Validity of a Novel Smartphone-Based 3D Application for Body Fat Percentage Measurement

Trent Yamamoto1 , Eric V. Neufeld2 and Brett A. Dolezal3 1Chobanian and Avedisian School of Medicine, Boston University, Boston, MA 2 Northwell Orthopedics, New Hyde Park, NY and Long Island Jewish Medical Center/North Shore University Hospital, New Hyde Park, NY 3The Fitness Prof, and Airway and UC Fit Digital Health-Exercise Physiology Laboratory, David Geffen School of Medicine, University of California Los Angeles, Los Angeles, CA

Introduction Body composition is a valuable metric for evaluating comprehensive health and fitness, providing insight into acute and long-term responses to dietary modifications and physical activity (Castro et al., 2020). Standard assessments of body composition measure total body mass using a two-category model: fat mass and fat-free mass, which comprises muscle, water, organs, and bones (Holmes & Racette, 2021). Adverse changes in body composition, such as muscle wasting and elevated adiposity, are associated with poor clinical outcomes and higher risks of mortality (Santanasto et al., 2017). Most relevant to public health at the global scale, however, is the development of obesity, which carries significant cardiometabolic risk and is closely associated with downstream health complications (Bray et al., 2018)
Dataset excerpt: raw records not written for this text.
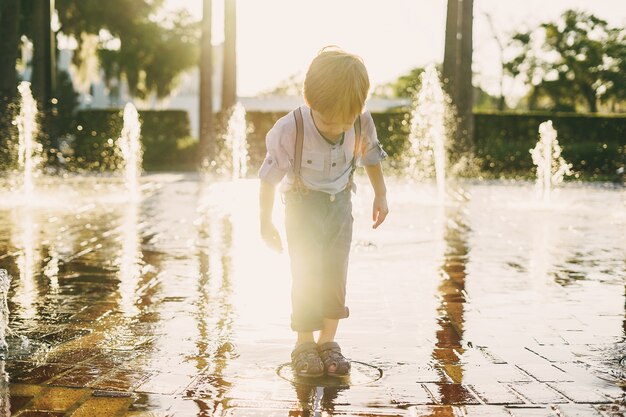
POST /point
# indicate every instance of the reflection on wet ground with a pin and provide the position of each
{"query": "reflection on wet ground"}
(490, 305)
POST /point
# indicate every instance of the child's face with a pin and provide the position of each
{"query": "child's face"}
(330, 126)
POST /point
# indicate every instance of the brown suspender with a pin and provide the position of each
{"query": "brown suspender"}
(297, 160)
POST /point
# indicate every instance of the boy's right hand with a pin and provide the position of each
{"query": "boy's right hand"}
(271, 237)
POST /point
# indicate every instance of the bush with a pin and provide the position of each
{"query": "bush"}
(164, 136)
(594, 144)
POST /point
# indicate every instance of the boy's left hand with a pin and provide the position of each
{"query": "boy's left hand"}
(379, 210)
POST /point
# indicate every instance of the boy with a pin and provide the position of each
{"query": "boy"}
(317, 147)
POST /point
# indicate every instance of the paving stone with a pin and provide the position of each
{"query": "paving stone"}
(473, 374)
(18, 403)
(451, 394)
(554, 353)
(612, 410)
(71, 356)
(579, 393)
(25, 390)
(121, 379)
(545, 372)
(432, 410)
(259, 412)
(577, 410)
(38, 413)
(165, 383)
(494, 393)
(58, 399)
(79, 376)
(102, 407)
(41, 374)
(532, 412)
(537, 393)
(410, 394)
(482, 411)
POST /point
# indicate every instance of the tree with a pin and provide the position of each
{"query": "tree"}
(207, 148)
(457, 69)
(573, 63)
(9, 47)
(149, 52)
(406, 85)
(229, 84)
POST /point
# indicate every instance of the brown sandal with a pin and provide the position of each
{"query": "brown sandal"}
(306, 362)
(330, 353)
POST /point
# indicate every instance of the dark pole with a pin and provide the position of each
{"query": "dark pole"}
(9, 47)
(451, 47)
(466, 88)
(229, 85)
(206, 144)
(50, 51)
(38, 78)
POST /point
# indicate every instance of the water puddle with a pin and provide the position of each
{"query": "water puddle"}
(361, 373)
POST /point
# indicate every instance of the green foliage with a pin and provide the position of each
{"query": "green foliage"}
(595, 145)
(573, 63)
(406, 85)
(164, 136)
(152, 51)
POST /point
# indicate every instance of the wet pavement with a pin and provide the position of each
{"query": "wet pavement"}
(489, 305)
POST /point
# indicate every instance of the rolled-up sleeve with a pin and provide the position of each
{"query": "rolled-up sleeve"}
(276, 162)
(371, 150)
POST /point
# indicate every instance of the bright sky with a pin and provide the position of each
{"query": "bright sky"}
(278, 38)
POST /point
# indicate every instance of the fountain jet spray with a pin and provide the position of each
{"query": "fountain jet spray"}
(427, 155)
(5, 284)
(130, 147)
(235, 141)
(551, 167)
(29, 155)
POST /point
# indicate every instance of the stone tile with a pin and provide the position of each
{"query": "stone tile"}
(71, 356)
(579, 393)
(451, 394)
(532, 412)
(261, 412)
(537, 393)
(612, 410)
(18, 403)
(494, 393)
(58, 399)
(79, 376)
(545, 372)
(410, 394)
(121, 380)
(41, 374)
(445, 355)
(25, 390)
(483, 411)
(102, 407)
(492, 373)
(554, 353)
(165, 383)
(577, 410)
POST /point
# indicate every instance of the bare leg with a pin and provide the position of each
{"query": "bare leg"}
(304, 337)
(327, 334)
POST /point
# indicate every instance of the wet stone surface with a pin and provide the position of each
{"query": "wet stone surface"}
(488, 305)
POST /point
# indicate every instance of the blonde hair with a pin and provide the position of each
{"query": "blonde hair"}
(336, 84)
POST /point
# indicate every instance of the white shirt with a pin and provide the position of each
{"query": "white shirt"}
(325, 167)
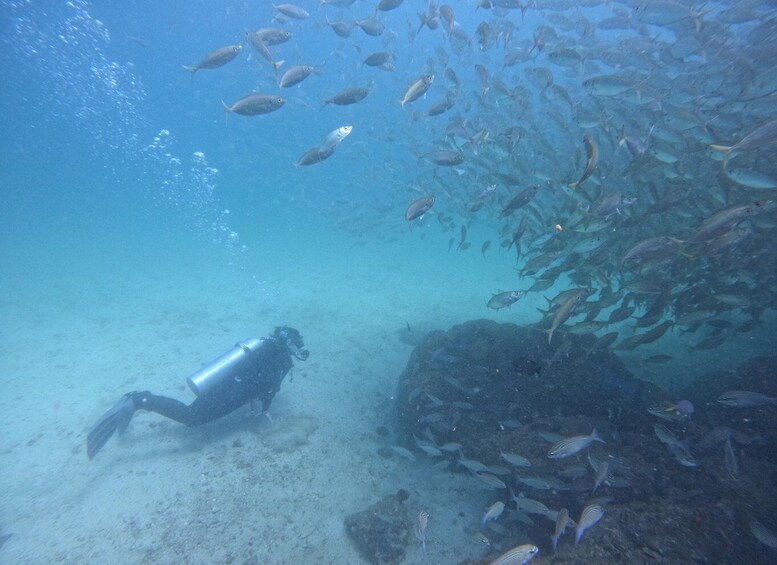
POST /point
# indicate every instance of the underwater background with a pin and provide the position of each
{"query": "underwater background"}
(144, 230)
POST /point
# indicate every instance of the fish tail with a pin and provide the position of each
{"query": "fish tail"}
(726, 150)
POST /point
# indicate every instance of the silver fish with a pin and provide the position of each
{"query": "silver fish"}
(292, 11)
(417, 89)
(255, 104)
(730, 460)
(764, 135)
(420, 528)
(515, 459)
(295, 75)
(401, 451)
(517, 555)
(593, 158)
(591, 515)
(216, 59)
(494, 511)
(531, 506)
(504, 299)
(348, 96)
(570, 446)
(419, 207)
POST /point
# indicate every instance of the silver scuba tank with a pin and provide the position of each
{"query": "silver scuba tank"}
(228, 365)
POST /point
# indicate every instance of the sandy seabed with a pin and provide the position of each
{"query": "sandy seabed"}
(242, 489)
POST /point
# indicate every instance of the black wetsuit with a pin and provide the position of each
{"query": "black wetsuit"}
(260, 379)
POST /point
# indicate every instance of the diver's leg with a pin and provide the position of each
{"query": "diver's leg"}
(205, 408)
(164, 406)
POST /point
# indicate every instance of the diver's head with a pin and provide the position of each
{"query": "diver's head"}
(293, 341)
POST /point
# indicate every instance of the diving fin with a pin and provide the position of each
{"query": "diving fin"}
(117, 418)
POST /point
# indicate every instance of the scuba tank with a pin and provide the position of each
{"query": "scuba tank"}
(232, 363)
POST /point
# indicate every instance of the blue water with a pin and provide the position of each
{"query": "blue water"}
(136, 218)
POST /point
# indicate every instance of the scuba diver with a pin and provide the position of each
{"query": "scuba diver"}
(252, 370)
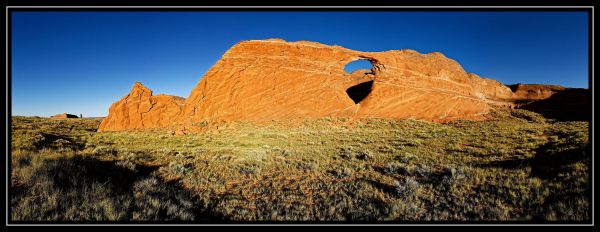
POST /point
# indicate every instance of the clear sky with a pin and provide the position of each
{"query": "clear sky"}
(82, 62)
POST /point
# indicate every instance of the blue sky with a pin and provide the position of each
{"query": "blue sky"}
(82, 62)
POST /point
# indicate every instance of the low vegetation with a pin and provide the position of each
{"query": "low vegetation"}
(517, 166)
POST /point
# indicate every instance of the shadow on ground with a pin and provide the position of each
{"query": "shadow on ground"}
(87, 189)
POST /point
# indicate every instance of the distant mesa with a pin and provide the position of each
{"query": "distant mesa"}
(263, 80)
(65, 115)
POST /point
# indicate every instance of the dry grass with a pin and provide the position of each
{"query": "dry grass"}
(517, 166)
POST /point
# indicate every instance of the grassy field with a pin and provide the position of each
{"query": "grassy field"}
(517, 166)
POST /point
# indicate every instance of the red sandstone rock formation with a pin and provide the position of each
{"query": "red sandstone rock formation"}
(273, 79)
(264, 80)
(64, 115)
(140, 110)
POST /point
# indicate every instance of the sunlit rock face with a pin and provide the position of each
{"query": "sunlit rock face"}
(263, 80)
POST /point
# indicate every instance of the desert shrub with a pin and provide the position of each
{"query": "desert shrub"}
(127, 164)
(308, 166)
(394, 168)
(154, 201)
(179, 169)
(105, 150)
(364, 155)
(85, 189)
(407, 188)
(342, 172)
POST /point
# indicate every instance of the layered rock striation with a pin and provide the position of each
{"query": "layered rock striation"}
(263, 80)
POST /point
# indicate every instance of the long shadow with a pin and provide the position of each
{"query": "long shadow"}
(52, 141)
(76, 175)
(567, 105)
(546, 164)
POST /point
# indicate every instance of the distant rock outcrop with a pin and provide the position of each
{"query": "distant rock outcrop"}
(262, 80)
(64, 115)
(140, 110)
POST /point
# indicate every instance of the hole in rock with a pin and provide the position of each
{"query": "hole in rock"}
(359, 65)
(359, 92)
Overall, some of these app-based measurements have shown relative agreement with traditional methods, including DXA and BIA. However, given that these platforms are still in their nascent stages, further validation is necessary to ensure their accuracy. This present study assesses the accuracy and validity of Visualize Me (Visualize AI Technologies, Inc., New York, New York), an application that uses depth mapping and infrared scanning for detailed body composition analysis, against criterion-BIA measurements.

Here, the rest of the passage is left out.